I'm making a piece of software that is able to recognize Magic the Gathering Cards from a picture or the actual camera.
The codebase scans for rectangular shapes (cards) in an image and calculates 64bit perceptual hashes for them, which get compared to a precompiled database of approximately 40.000 hashes for all the magic cards. The hashes are a perceptual hashing algorithm i can explain further (kinda like JPEG with DCT).
The database also gets compiled with an average hamming distance between all the individual card hashes and standard deviations for that. The average hamming distance is a difference of 24bits of the hashes and the standard deviation is around 5.3.
There are several cards in whole database, which only have 2 different bits when I compare. And a few with 1 bit difference. This means that it will be hard to discriminate all the cards from each other. It will be really hard to discriminate an actual picture of a card.

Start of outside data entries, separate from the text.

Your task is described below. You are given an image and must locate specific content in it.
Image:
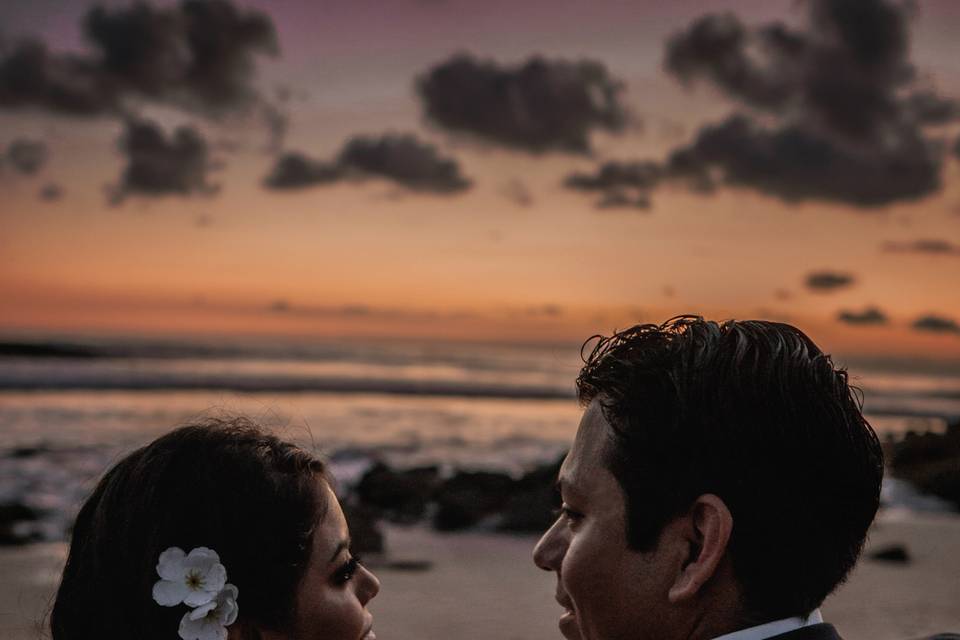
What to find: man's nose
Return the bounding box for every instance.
[533,520,566,571]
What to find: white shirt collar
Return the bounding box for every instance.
[713,609,823,640]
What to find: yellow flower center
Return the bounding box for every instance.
[187,571,203,591]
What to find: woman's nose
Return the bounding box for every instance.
[357,567,380,604]
[533,521,566,571]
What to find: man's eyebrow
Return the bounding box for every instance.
[328,538,350,564]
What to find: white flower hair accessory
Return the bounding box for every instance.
[153,547,239,640]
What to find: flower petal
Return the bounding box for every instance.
[203,562,227,593]
[157,547,185,580]
[217,584,240,626]
[187,547,220,566]
[177,611,203,640]
[190,602,217,620]
[183,588,217,607]
[198,619,227,640]
[153,580,190,607]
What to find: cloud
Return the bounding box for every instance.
[264,151,343,189]
[668,115,942,207]
[111,120,219,203]
[416,54,628,153]
[568,0,960,209]
[837,307,889,325]
[0,40,120,116]
[502,179,534,207]
[806,271,854,292]
[911,315,960,334]
[563,159,714,209]
[6,138,50,175]
[0,0,278,117]
[37,182,64,202]
[883,238,960,256]
[904,91,960,125]
[264,134,470,194]
[664,0,920,140]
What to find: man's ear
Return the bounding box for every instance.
[667,493,733,604]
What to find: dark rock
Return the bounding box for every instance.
[433,471,516,531]
[886,422,960,509]
[497,456,563,533]
[341,501,384,555]
[870,544,910,564]
[355,463,440,523]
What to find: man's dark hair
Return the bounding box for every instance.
[577,316,883,621]
[50,418,329,640]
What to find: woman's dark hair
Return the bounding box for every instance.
[50,418,329,640]
[577,316,883,621]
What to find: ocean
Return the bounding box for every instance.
[0,338,960,539]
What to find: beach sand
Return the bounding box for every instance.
[0,512,960,640]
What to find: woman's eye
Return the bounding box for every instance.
[333,556,360,584]
[553,505,583,523]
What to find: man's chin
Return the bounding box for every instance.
[558,610,581,640]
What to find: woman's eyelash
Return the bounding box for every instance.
[334,556,361,584]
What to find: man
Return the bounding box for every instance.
[534,316,883,640]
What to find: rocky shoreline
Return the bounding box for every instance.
[884,420,960,511]
[0,421,960,553]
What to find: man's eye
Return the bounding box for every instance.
[333,556,360,584]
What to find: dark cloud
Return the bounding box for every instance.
[911,315,960,334]
[571,0,948,208]
[503,180,533,207]
[0,0,278,117]
[806,271,854,291]
[668,116,942,207]
[38,182,64,202]
[883,239,960,256]
[664,13,808,110]
[773,289,793,300]
[84,0,278,113]
[0,40,120,116]
[111,120,219,203]
[264,134,470,194]
[6,138,50,175]
[904,91,960,125]
[664,0,920,140]
[416,54,628,153]
[837,307,889,325]
[264,151,343,189]
[564,158,713,209]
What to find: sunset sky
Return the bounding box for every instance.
[0,0,960,359]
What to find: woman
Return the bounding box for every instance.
[50,419,380,640]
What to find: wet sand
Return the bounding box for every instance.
[0,513,960,640]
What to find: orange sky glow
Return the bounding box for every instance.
[0,1,960,359]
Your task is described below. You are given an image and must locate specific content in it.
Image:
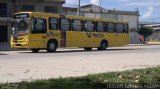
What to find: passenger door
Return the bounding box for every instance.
[30,18,47,48]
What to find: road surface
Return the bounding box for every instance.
[0,45,160,82]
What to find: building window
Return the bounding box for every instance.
[72,20,83,31]
[0,26,8,42]
[44,6,58,13]
[22,5,35,11]
[84,21,95,32]
[0,3,7,17]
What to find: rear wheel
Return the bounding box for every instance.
[47,40,58,52]
[98,41,108,50]
[84,48,92,51]
[31,49,40,53]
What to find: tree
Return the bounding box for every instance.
[138,27,153,43]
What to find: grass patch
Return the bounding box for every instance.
[0,67,160,89]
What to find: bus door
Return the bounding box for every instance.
[30,18,47,48]
[59,18,75,47]
[116,23,125,46]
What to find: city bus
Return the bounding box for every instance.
[10,12,129,52]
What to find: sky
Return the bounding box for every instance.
[64,0,160,22]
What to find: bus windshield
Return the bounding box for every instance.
[12,19,29,36]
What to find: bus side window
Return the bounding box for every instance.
[104,23,108,32]
[96,22,105,32]
[116,23,124,33]
[124,24,128,33]
[107,23,115,33]
[49,17,58,30]
[72,20,83,31]
[60,18,71,31]
[32,18,47,33]
[84,21,95,32]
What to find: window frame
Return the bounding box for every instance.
[31,18,47,34]
[59,18,71,31]
[96,21,105,32]
[0,2,8,17]
[44,6,58,13]
[71,19,84,32]
[123,24,129,33]
[49,17,59,30]
[106,22,116,33]
[22,4,35,11]
[83,20,96,32]
[116,23,124,33]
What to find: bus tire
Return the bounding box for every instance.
[47,40,58,53]
[84,48,92,51]
[98,40,108,50]
[31,49,40,53]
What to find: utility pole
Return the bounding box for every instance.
[77,0,81,16]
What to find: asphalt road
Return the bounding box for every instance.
[0,45,160,82]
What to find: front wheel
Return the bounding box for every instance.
[47,40,58,52]
[31,49,40,53]
[98,41,108,50]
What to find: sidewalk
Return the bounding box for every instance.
[147,42,160,45]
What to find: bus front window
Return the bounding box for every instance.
[31,18,47,33]
[12,19,29,36]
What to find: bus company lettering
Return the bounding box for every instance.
[86,32,104,38]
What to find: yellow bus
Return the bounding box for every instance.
[11,12,129,52]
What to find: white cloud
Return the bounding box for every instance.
[142,6,154,19]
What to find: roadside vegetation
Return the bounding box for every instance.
[138,27,153,44]
[0,66,160,89]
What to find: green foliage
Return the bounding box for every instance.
[0,66,160,89]
[138,27,153,38]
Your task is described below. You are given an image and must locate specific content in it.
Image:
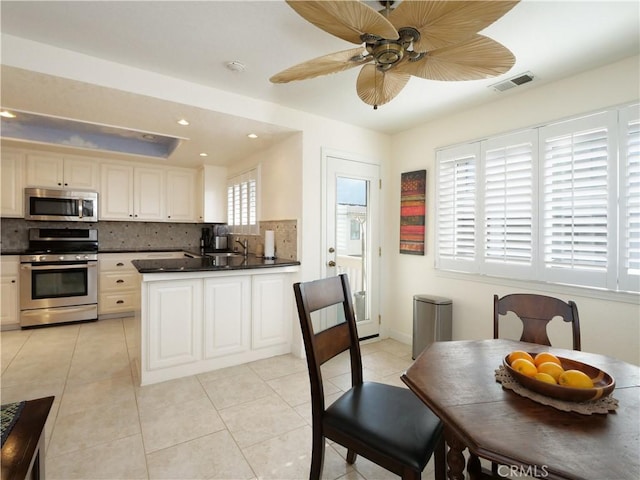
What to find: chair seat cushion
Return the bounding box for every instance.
[324,382,442,471]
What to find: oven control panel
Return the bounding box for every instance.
[20,253,98,263]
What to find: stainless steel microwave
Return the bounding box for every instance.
[24,188,98,222]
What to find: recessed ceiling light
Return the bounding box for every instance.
[225,61,247,73]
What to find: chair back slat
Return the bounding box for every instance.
[313,323,351,365]
[493,293,581,350]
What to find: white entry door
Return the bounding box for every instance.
[323,154,380,339]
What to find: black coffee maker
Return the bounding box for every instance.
[200,227,211,253]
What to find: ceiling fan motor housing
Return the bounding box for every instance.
[371,40,404,70]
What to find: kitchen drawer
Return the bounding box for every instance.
[98,291,140,315]
[99,270,140,293]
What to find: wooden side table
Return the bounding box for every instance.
[0,397,54,480]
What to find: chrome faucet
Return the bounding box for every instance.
[236,238,249,257]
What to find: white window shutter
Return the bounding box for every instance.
[227,167,260,235]
[618,104,640,292]
[436,144,480,271]
[540,112,617,289]
[481,130,538,279]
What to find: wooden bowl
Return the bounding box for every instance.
[503,352,616,402]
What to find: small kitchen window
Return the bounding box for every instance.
[227,166,260,235]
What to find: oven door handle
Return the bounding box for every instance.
[22,262,98,270]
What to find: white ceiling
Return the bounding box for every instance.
[0,0,640,164]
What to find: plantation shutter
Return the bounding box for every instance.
[227,169,260,235]
[436,144,479,271]
[482,130,537,279]
[618,105,640,292]
[540,112,617,289]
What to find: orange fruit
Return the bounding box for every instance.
[538,362,564,382]
[558,370,593,388]
[533,374,556,385]
[507,350,533,365]
[533,352,562,367]
[511,358,538,377]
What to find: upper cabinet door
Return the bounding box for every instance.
[27,153,64,188]
[98,163,133,220]
[27,153,98,190]
[63,158,100,191]
[0,149,24,218]
[166,169,198,222]
[133,167,165,222]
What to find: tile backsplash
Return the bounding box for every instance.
[0,218,298,260]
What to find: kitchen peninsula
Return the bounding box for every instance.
[132,255,300,385]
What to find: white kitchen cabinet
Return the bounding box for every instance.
[0,255,20,330]
[0,148,25,218]
[98,252,184,317]
[133,167,165,222]
[251,274,291,349]
[98,163,133,220]
[26,153,99,190]
[203,275,251,359]
[198,165,227,223]
[100,163,198,222]
[165,169,199,222]
[147,279,203,370]
[138,266,299,385]
[100,163,164,221]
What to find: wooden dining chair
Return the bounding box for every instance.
[493,293,580,350]
[293,274,446,480]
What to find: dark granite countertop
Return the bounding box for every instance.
[131,255,300,273]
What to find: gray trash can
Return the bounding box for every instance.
[412,295,452,360]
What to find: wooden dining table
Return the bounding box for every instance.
[402,340,640,480]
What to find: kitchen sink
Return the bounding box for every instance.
[205,252,242,257]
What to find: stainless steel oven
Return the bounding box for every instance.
[20,228,98,327]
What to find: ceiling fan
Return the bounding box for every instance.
[269,0,519,109]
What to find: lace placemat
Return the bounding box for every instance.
[495,365,618,415]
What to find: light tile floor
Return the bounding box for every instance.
[0,318,433,480]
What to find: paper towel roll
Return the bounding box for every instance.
[264,230,276,258]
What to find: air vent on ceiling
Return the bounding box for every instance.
[490,72,534,92]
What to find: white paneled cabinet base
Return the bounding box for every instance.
[134,266,299,385]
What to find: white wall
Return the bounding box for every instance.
[2,35,391,351]
[228,133,302,221]
[383,57,640,364]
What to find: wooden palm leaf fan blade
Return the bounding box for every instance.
[395,35,515,81]
[389,0,519,52]
[269,47,373,83]
[356,65,411,108]
[287,0,398,44]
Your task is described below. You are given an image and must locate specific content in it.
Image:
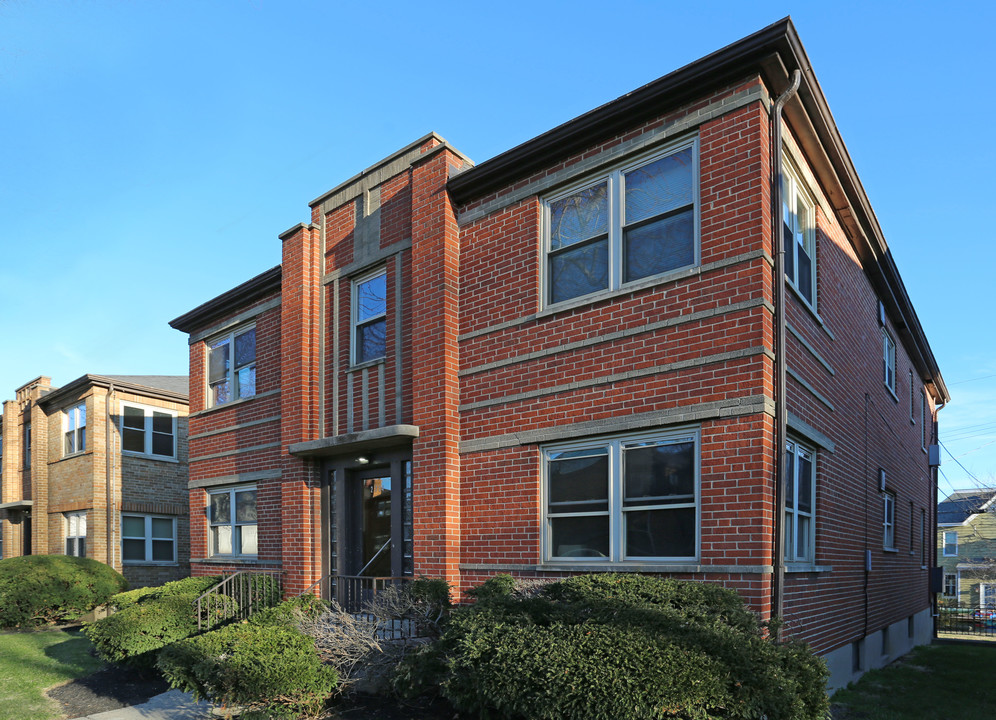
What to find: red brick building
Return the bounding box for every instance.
[171,20,948,685]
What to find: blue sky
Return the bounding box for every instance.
[0,0,996,491]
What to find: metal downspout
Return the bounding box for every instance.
[771,70,802,636]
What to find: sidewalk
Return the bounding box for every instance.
[78,690,213,720]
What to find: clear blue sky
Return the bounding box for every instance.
[0,0,996,491]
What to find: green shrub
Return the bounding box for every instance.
[396,574,827,720]
[158,622,339,718]
[108,575,221,610]
[84,592,236,668]
[0,555,128,627]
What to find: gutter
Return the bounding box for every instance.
[771,70,802,635]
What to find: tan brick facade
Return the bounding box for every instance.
[0,375,190,587]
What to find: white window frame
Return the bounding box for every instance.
[882,328,896,396]
[781,156,817,310]
[882,490,896,550]
[784,440,816,563]
[941,530,958,557]
[62,510,87,557]
[62,402,86,457]
[206,485,259,558]
[118,400,180,460]
[540,136,701,307]
[541,428,702,565]
[349,267,387,365]
[121,512,177,565]
[204,323,259,408]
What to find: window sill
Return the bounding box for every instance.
[346,357,387,373]
[121,450,180,463]
[533,264,702,320]
[785,277,836,340]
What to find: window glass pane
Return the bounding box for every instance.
[236,525,257,555]
[235,365,256,397]
[626,147,693,224]
[121,427,145,452]
[235,328,256,368]
[799,452,813,513]
[356,273,387,322]
[121,516,145,537]
[211,525,232,555]
[625,508,695,557]
[550,515,609,558]
[356,320,387,362]
[152,433,173,457]
[121,540,145,560]
[550,238,609,303]
[623,442,695,507]
[623,210,695,282]
[124,405,145,430]
[211,492,232,523]
[152,540,173,562]
[550,181,609,250]
[235,490,256,523]
[549,448,609,513]
[208,339,228,383]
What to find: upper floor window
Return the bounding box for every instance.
[785,441,816,562]
[545,139,698,304]
[63,403,86,455]
[543,431,698,562]
[882,328,896,395]
[352,270,387,365]
[782,162,816,307]
[121,404,176,458]
[64,511,86,557]
[882,492,896,550]
[208,326,256,407]
[944,530,958,557]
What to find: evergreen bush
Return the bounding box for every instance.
[0,555,128,627]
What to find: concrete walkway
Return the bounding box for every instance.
[73,690,213,720]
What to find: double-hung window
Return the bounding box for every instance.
[543,431,698,562]
[121,515,176,563]
[121,404,176,458]
[208,326,256,407]
[352,270,387,365]
[943,530,958,557]
[63,403,86,455]
[782,162,816,307]
[544,139,699,305]
[882,328,896,395]
[208,486,257,555]
[63,511,86,557]
[785,441,816,562]
[882,492,896,550]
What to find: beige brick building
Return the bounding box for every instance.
[0,375,190,587]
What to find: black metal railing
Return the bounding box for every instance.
[194,570,283,632]
[937,605,996,639]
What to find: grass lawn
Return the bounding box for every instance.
[0,630,103,720]
[832,645,996,720]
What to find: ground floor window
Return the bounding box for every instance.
[121,514,176,563]
[543,429,699,562]
[63,511,86,557]
[208,486,257,555]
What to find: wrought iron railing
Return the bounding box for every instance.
[937,605,996,639]
[194,570,283,632]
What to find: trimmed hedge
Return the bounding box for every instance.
[108,575,221,610]
[397,574,828,720]
[0,555,128,627]
[158,601,339,718]
[83,592,235,668]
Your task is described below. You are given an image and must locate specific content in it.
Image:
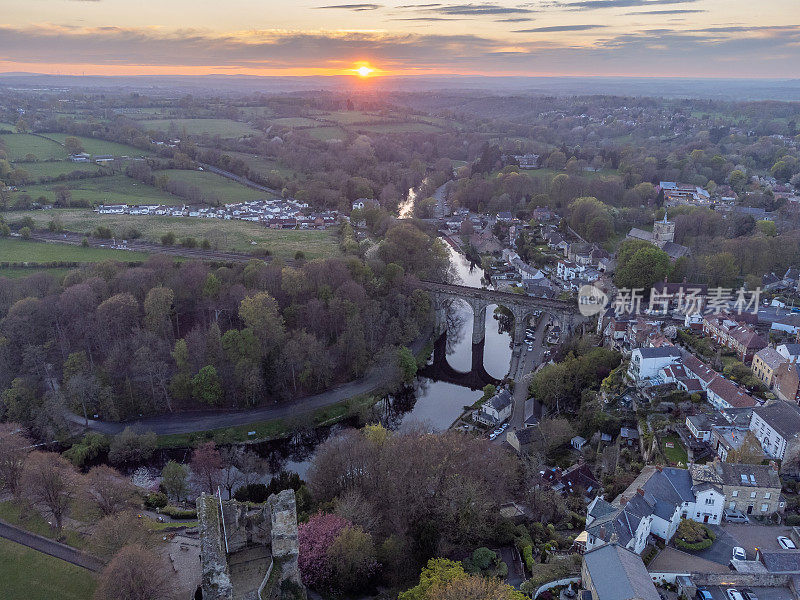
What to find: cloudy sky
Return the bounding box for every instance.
[0,0,800,78]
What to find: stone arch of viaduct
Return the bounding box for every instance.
[420,281,579,348]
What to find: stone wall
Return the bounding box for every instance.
[196,494,233,600]
[196,490,305,600]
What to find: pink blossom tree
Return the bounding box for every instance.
[298,513,351,589]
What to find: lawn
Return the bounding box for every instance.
[0,133,67,161]
[0,500,86,548]
[0,208,339,260]
[0,238,147,263]
[158,169,268,204]
[42,133,153,156]
[12,174,184,206]
[0,538,95,600]
[14,160,99,181]
[140,119,258,138]
[661,435,689,467]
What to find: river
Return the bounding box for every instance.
[148,244,511,483]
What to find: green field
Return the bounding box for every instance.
[303,127,347,142]
[12,175,184,205]
[0,538,95,600]
[0,238,147,263]
[42,133,153,156]
[272,117,320,127]
[225,152,294,177]
[319,110,392,125]
[14,160,99,180]
[141,119,258,138]
[158,169,268,204]
[0,208,339,261]
[0,133,67,161]
[355,122,442,133]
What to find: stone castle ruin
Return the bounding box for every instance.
[197,490,306,600]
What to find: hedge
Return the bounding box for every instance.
[159,506,197,519]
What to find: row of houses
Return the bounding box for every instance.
[582,461,786,554]
[94,200,339,229]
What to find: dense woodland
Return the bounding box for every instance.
[0,223,448,434]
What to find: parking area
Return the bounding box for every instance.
[705,585,794,600]
[692,523,791,565]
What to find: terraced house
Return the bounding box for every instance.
[690,461,786,515]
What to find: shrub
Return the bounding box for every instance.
[159,506,197,519]
[675,519,715,552]
[233,483,269,504]
[144,492,169,508]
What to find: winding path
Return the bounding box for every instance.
[0,520,103,572]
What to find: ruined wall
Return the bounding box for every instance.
[196,494,233,600]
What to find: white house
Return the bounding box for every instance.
[775,344,800,362]
[750,400,800,460]
[475,390,512,426]
[628,346,683,383]
[586,466,725,554]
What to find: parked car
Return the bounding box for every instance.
[742,588,758,600]
[695,588,714,600]
[725,588,744,600]
[778,535,797,550]
[723,510,750,523]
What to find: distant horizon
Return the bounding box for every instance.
[0,0,800,81]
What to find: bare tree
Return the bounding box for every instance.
[94,545,177,600]
[219,447,243,500]
[86,465,134,516]
[89,511,155,560]
[191,442,222,494]
[20,452,79,530]
[0,423,31,496]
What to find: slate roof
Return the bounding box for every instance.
[753,401,800,440]
[637,346,683,358]
[488,390,512,412]
[759,550,800,574]
[756,346,786,370]
[583,544,660,600]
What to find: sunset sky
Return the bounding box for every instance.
[0,0,800,78]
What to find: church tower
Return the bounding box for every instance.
[653,210,675,248]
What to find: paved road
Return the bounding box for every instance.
[0,521,103,571]
[67,371,385,435]
[510,315,550,429]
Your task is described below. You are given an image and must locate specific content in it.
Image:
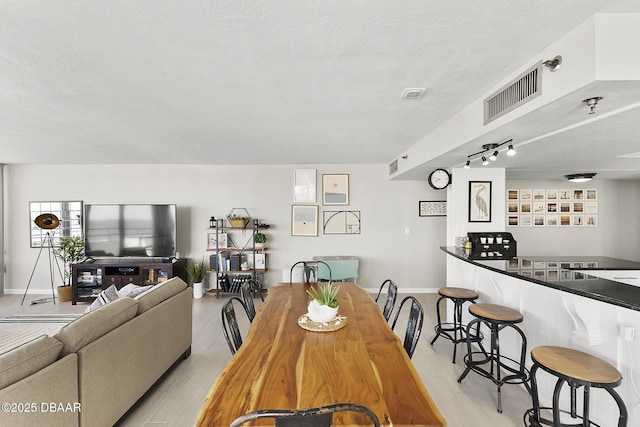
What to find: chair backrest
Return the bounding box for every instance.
[222,297,249,354]
[240,281,256,322]
[229,403,380,427]
[289,261,332,283]
[376,279,398,322]
[391,296,424,358]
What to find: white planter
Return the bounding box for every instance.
[307,300,338,323]
[193,282,204,298]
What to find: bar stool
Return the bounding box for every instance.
[525,346,627,427]
[458,303,530,413]
[431,287,482,363]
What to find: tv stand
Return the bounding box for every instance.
[71,257,188,305]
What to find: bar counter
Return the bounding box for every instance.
[441,247,640,426]
[441,246,640,311]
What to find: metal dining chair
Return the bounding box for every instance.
[222,297,249,354]
[376,279,398,322]
[240,281,256,322]
[391,296,424,359]
[229,403,380,427]
[289,261,333,283]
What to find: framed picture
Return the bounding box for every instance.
[418,200,447,216]
[469,181,491,222]
[291,205,318,237]
[293,169,316,203]
[322,173,349,206]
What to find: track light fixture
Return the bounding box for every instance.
[464,139,516,169]
[582,96,602,114]
[564,173,597,182]
[542,55,562,72]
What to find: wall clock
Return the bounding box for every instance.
[429,169,451,190]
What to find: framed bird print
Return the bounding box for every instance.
[469,181,491,222]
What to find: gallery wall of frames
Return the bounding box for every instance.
[506,188,598,227]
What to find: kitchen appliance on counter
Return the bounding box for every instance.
[467,231,517,260]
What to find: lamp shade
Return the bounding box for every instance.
[33,213,60,230]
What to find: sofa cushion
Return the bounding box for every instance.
[0,335,62,389]
[118,283,153,298]
[55,298,138,356]
[85,285,124,313]
[135,277,187,315]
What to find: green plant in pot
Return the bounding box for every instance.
[53,236,84,302]
[307,282,340,323]
[187,258,207,298]
[253,231,267,247]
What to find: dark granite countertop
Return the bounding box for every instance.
[440,246,640,311]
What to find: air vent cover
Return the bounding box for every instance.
[389,159,398,175]
[484,62,542,125]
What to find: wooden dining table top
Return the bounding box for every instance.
[196,283,446,426]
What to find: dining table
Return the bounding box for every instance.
[196,282,446,427]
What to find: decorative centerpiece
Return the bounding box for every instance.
[307,282,340,323]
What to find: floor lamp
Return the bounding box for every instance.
[20,213,63,305]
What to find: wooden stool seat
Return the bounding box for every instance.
[458,303,530,412]
[438,288,478,300]
[469,303,523,323]
[525,346,628,427]
[431,287,482,363]
[531,346,622,385]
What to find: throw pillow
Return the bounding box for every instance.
[85,285,120,313]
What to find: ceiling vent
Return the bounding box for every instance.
[389,159,398,175]
[400,87,427,99]
[484,62,542,125]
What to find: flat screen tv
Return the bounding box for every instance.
[84,204,177,258]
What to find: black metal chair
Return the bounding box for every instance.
[247,279,264,302]
[391,296,424,359]
[376,279,398,322]
[222,297,249,354]
[229,403,380,427]
[240,281,256,322]
[289,261,333,283]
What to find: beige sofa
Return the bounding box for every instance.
[0,278,192,427]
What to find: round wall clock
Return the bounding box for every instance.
[429,169,451,190]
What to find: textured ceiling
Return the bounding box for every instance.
[0,0,640,181]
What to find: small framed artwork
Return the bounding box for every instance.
[293,169,316,203]
[418,200,447,216]
[469,181,491,222]
[291,205,318,237]
[322,174,349,206]
[533,189,546,200]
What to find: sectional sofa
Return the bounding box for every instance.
[0,277,192,427]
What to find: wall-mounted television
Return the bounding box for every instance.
[84,204,177,258]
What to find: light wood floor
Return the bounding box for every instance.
[0,294,531,427]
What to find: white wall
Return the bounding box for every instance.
[503,179,640,261]
[5,165,446,293]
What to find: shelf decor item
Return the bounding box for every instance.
[227,208,251,228]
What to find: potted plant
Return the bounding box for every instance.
[53,236,84,302]
[253,231,267,248]
[307,282,340,323]
[187,258,207,298]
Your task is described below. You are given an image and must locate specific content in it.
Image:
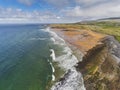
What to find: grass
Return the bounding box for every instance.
[52,21,120,42]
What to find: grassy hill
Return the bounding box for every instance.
[52,19,120,42]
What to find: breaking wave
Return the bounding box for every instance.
[46,27,86,90]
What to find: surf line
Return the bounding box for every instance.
[50,49,55,81]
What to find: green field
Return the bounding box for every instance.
[52,20,120,42]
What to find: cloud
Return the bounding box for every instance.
[61,0,120,19]
[18,0,35,6]
[44,0,71,8]
[0,8,60,23]
[0,0,120,23]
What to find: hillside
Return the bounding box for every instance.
[51,20,120,90]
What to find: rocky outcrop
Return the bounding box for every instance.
[77,36,120,90]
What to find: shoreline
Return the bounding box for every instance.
[47,26,85,90]
[51,27,120,90]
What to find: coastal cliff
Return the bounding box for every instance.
[77,36,120,90]
[51,22,120,90]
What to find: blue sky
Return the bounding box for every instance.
[0,0,120,23]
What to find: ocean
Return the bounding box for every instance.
[0,24,85,90]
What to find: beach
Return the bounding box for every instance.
[51,25,120,90]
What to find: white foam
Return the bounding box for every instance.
[50,62,55,73]
[47,28,85,90]
[48,60,55,81]
[50,49,55,60]
[51,68,86,90]
[52,74,55,81]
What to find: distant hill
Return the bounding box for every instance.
[98,17,120,20]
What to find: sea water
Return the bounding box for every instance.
[0,24,85,90]
[0,24,52,90]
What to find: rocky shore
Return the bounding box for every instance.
[77,36,120,90]
[51,27,120,90]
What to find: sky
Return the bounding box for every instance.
[0,0,120,23]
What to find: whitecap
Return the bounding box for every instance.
[50,49,55,60]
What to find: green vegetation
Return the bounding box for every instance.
[52,20,120,42]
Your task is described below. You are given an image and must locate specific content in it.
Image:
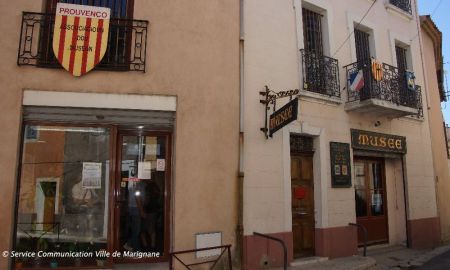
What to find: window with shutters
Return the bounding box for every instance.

I'm wondering whether I could use other or better approaches to narrow down the potential candidates for recognition. I've considered a second step, perhaps with a bit of textrecognition, but it seems a bit cumbersome and probably not viable since textrecognition will be hard on blurry camerashots. I've considered using a database of hashes based on higher contrast images (currently the database is from original pictures from scryfall)
Do you guys have ideas for other algorithms or adjustments I could make for better discrimination between so many similliar objects?
Let me know if you want me to post the steps of the algorithm.